I went through the full Roblox loop earlier this year and the behavioral rounds were more structured than I expected. Two separate behavioral sessions, each 45 minutes, different interviewers. Sharing the question themes because I couldn't find a good breakdown anywhere.
The themes I kept seeing:
Ownership and follow-through. They want to hear about a time you took something way past your job description. The framing they used was "tell me about a project you owned end-to-end." They were specifically probing whether you stopped at shipping or actually followed up on impact.
Cross-functional complexity. Multiple questions about working with non-engineers. I got "describe a time when you had significant disagreement with a PM or designer and how it resolved." They weren't looking for "we talked it out, everything was great." They wanted to see the actual friction and your reasoning.
Building in ambiguity. "Tell me about a time you had to make a decision with incomplete data and were wrong. What did you do." That last part is key, they want the recovery, not just the mistake.
Speed vs. quality tradeoffs. Roblox runs fast. They asked me directly how I balance shipping quickly with long-term code health. I think they're screening for people who've actually thought about this, not just people who say "both matter."

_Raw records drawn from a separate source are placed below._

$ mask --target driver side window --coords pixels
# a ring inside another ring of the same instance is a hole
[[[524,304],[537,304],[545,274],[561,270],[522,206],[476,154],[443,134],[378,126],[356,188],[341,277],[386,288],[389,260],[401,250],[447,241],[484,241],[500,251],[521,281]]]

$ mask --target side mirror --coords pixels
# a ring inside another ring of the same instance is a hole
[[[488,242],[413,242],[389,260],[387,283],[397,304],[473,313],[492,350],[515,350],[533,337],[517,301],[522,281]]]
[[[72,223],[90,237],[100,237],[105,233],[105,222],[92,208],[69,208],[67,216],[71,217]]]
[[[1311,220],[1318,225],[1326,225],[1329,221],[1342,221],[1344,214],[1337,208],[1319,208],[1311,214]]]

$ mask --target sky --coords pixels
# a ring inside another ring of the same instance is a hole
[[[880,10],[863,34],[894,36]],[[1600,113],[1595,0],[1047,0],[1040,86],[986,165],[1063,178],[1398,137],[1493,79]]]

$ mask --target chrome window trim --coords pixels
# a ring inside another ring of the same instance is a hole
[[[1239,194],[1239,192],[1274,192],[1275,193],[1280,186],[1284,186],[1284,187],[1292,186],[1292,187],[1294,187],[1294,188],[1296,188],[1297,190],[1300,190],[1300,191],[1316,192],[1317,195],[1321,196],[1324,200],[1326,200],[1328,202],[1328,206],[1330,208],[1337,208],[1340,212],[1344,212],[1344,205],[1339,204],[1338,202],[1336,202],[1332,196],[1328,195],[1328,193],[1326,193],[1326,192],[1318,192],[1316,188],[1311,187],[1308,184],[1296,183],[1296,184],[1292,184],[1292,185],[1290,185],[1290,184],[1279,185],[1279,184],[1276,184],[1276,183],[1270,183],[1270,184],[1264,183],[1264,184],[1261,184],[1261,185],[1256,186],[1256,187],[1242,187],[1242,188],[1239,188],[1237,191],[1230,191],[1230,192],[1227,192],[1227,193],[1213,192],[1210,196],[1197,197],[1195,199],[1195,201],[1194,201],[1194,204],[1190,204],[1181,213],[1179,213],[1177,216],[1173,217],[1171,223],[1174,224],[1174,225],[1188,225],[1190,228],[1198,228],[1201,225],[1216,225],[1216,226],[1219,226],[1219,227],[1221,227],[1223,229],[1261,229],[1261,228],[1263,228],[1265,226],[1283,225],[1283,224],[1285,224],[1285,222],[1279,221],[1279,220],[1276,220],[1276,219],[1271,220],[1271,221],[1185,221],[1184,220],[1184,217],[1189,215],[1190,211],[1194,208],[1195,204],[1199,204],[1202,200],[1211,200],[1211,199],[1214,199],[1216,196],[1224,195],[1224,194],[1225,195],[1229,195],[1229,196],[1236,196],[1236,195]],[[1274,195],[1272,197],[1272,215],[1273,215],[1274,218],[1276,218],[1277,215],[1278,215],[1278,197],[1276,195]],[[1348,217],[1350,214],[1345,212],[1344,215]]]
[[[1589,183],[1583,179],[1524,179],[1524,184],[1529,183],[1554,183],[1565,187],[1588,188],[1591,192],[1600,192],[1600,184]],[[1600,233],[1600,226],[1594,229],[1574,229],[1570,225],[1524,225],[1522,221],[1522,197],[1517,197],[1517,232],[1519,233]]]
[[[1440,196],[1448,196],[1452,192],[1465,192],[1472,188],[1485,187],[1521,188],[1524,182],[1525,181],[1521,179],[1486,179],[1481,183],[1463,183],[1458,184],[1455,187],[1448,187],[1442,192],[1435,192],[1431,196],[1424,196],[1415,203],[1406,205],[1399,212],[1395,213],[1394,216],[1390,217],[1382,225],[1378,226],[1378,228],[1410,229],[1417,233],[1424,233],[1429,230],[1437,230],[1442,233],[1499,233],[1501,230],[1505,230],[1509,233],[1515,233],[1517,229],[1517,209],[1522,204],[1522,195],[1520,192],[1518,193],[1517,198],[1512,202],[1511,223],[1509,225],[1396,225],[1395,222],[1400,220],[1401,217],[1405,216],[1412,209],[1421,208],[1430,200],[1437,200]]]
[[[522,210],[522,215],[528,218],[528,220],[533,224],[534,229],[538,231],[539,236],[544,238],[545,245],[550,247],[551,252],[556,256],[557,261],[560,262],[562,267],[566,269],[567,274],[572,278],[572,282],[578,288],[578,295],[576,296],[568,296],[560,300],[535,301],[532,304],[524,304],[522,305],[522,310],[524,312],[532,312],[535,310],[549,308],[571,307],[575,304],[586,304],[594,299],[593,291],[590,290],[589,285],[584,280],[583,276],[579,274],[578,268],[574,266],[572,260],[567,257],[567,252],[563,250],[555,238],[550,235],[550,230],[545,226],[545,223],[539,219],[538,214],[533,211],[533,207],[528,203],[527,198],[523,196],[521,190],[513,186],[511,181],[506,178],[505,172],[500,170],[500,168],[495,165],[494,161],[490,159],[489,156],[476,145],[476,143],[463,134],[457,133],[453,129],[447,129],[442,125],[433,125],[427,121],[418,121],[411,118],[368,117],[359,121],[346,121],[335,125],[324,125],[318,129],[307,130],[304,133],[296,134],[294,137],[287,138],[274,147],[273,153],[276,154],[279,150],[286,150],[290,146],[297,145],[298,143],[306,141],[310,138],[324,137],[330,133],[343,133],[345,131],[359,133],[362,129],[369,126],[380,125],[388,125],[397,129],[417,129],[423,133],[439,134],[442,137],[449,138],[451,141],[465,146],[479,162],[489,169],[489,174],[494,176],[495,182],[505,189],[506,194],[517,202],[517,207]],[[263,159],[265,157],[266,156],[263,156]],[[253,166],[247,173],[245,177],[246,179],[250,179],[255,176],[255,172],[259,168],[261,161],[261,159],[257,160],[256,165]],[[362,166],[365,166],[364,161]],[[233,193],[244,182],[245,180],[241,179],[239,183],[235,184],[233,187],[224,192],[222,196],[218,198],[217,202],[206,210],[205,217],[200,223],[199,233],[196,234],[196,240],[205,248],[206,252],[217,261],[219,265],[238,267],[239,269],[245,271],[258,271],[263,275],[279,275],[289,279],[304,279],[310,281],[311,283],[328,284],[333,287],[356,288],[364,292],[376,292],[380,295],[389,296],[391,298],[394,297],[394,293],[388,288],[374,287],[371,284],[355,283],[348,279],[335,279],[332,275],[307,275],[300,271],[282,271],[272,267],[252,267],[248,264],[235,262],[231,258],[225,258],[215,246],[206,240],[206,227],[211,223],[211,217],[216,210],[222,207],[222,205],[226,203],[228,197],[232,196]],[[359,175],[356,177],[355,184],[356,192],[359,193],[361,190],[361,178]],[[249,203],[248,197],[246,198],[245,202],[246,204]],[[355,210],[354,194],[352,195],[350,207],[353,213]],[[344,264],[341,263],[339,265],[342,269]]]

One thing I noticed: they didn't seem to have a formal list of values on their careers page but the questions mapped really closely to "trust, speed, ownership, collaboration" themes. Multiple interviewers asked about impact quantification. If you can't put a number on your outcome they'll ask you to estimate.
For context I was going for a senior IC role. I have a two-year gap on my resume (caregiving) and honestly the behavioral rounds felt like the right place to address the gap story, which I wove into one answer naturally. Nobody made it weird.
Overall I felt like it was a grown-up loop. Not a gotcha culture. But they do expect specificity.